Dalam aksi itu, mereka membawa sejumlah atribut demo berupa spanduk yang bertuliskan “Tolak Rohingya di Aceh, Jangan Gadaikan Aceh Dengan Isu Kemanusiaan” dan “Jangan korbankan rakyat Aceh hanya untuk mendapatkan dana segar dengan menjual isu kemanusiaan”.
“Kami mewakili rakyat Aceh menolak Rohingya di Aceh, jangan jual isu kemanusiaan di Aceh. Kenapa masyarakat hari ini turun di kantor gubernur karena masyarakat sudah resah, sudah terluka,” kata Koordinator Aksi, Yusuf.
Yusuf meminta seluruh pihak yang ada di Aceh tidak termakan dengan isu kemanusiaan terhadap Rohingya, sebab sejak 2015 rakyat Aceh sudah membantu dan menerima manusia perahu tersebut.
Menurutnya, kedatangan Rohingya ke Aceh juga bukan karena konflik yang terjadi di Myanmar. Tapi sengaja kabur dari penampungan di Cox’s Bazar, Bangladesh.

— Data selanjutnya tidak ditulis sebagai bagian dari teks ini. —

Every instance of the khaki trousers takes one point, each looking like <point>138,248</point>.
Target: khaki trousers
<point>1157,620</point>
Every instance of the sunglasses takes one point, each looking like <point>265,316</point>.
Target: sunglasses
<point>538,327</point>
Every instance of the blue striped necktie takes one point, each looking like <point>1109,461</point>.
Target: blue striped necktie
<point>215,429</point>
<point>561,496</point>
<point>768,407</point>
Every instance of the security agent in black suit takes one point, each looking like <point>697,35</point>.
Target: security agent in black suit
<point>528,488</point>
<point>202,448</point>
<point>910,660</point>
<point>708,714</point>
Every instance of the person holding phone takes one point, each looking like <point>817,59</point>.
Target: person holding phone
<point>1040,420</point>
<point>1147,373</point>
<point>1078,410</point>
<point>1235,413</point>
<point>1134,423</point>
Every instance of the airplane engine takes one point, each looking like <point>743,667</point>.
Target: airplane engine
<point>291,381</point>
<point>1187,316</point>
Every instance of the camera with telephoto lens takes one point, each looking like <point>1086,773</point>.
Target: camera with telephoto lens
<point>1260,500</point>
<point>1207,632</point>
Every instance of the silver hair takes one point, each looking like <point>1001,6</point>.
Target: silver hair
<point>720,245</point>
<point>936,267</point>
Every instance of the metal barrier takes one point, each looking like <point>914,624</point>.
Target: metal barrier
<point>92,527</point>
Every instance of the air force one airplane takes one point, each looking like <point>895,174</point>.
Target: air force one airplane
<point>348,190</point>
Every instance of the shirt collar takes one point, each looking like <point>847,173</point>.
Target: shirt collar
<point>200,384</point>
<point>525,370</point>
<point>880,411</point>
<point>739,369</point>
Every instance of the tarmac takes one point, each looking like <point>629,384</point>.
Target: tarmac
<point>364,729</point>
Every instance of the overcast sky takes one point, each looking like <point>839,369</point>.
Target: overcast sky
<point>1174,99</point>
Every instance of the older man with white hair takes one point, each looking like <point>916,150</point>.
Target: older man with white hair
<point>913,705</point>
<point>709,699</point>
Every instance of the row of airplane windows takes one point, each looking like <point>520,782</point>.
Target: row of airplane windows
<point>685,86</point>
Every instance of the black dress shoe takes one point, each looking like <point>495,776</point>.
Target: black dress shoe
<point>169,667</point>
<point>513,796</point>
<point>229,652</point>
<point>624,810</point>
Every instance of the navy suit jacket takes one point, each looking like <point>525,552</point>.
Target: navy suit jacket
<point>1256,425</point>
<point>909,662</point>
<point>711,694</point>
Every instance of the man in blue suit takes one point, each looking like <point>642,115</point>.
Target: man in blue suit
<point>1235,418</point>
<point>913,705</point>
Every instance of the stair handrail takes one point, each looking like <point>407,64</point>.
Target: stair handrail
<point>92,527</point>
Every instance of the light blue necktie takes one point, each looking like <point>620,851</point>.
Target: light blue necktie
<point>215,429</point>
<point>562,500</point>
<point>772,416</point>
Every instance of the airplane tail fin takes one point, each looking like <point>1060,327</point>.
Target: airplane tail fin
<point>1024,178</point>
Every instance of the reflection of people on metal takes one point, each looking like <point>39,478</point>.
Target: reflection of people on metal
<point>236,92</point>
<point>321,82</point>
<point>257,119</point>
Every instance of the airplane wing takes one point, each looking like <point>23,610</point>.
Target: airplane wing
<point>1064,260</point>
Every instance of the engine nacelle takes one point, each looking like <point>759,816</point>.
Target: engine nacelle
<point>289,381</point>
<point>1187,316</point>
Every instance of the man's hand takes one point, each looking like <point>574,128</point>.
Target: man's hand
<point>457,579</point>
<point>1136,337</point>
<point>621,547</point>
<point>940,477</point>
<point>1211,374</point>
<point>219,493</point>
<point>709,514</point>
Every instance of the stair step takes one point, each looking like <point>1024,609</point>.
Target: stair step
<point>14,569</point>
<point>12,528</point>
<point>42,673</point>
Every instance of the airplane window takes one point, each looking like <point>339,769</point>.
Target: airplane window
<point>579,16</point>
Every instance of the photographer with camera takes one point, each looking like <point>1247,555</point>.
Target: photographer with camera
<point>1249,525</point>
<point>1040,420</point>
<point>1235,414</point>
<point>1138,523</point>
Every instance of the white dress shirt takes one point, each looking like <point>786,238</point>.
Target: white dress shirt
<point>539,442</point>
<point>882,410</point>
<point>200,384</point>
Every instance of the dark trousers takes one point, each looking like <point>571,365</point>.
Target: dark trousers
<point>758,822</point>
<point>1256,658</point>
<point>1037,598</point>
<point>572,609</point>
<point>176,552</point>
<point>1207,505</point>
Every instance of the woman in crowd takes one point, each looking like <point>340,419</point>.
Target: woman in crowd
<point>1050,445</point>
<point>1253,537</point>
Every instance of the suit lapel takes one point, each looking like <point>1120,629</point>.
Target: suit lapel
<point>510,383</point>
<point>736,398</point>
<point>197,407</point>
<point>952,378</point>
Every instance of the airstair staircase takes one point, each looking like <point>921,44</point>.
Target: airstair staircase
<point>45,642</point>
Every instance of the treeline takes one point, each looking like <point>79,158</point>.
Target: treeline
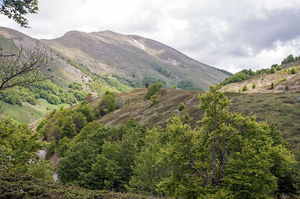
<point>177,161</point>
<point>246,74</point>
<point>46,90</point>
<point>188,85</point>
<point>290,59</point>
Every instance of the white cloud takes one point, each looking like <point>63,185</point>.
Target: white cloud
<point>230,34</point>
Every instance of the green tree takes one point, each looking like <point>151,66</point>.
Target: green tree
<point>230,155</point>
<point>106,105</point>
<point>154,88</point>
<point>23,68</point>
<point>273,70</point>
<point>294,70</point>
<point>181,107</point>
<point>278,67</point>
<point>245,88</point>
<point>17,144</point>
<point>63,146</point>
<point>68,129</point>
<point>17,9</point>
<point>154,100</point>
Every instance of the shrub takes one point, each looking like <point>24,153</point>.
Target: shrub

“Pemerintah harus tegas, kalau dalam 1x24 tidak dituntaskan permasalahan ini kami meminta bapak Jokowi Dodo untuk mencopot gubernur dan sekda karena tidak mampu menyelesaikan masalah yang ada di Aceh sekarang,” ucapnya.
Sementara itu, Kepala Bidang Penanganan Konflik dan Kewaspadaan Nasional Kesbangpol Aceh, Dedy Andrian, meminta masyarakat untuk bersabar. Selama ini pihaknya terus melakukan koordinasi dengan IOM dan UNHCR untuk mencari solusi terbaik terkait Rohingya di Aceh.
“Selama ini tetap koordinasi dengan IOM dan UNHCR dan juga pemerintah pusat, jadi tetap perlu kesabaran saja, dalam hal ini tidak lah mudah saya yakin semuanya akan bekerja,” katanya.